Ah, but then I need to come up for air and socialize with others, especially other artists.

I belong to a small critique group with some very special artists: Alice Beasley, Claudia Comay and Robin Cowley. All are very good artists and we have been very supportive of each other. This has been important to me and it is with them that I am able to discuss concerns that I see in the art quilting world. The art quilt world is so very different from the art world.  We are going through growing pains and since so many of us came to this type of work through quilting rather than art, many have a lot to learn about art...but that is an entire other topic for discussion.
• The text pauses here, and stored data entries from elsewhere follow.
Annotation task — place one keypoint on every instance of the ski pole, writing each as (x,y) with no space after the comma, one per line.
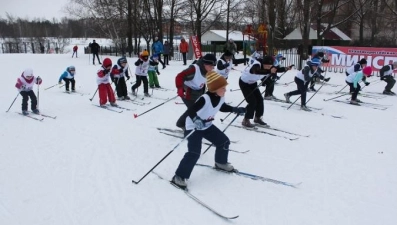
(38,95)
(94,93)
(317,89)
(247,96)
(136,115)
(176,146)
(293,102)
(231,90)
(13,102)
(336,97)
(51,86)
(223,131)
(341,89)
Enough for tonight....my thoughts are still coming and I appreciate being able to put them out there and am open to any feedback....































4 comments:

Judy Warner said...

Hi Liz,
I am 63 too so I can relate in some ways. You certainly write as though you know what you enjoy - passion shines when you create what you are interested in. We have lived far too long to worry about what 'the experts' say is proper. If your work speaks to people, there will be galleries and consultants that will recognize that and embrace it.
Just a thought on a beautiful spring day.
:)
Judy

Anonymous said...

I believe one should do work from the heart and then it will be your voice that shines through. If you do both geometric and organic, I say, GOOD FOR YOU!!

carrie said...

What a lovely thoughtful post. I enjoy your work however you do it and some will sell and maybe some wont but you wont know unless its out there. I would imagine the right discerning gallery for you will take whatever you can produce; it's just a questions of finding that gallery (or their finding you)

Jeanne Marklin said...

I can only say, me too! A very thoughtful post. I think most artists have periods of self doubt and we need to push through it. Maybe make work for ourselves, and see where it leads us. The process is our satisfaction, even when it's a struggle. It looks like your liturgical work is giving you a lot of satisfaction. Follow your spirit...maybe it's leading you somewhere new.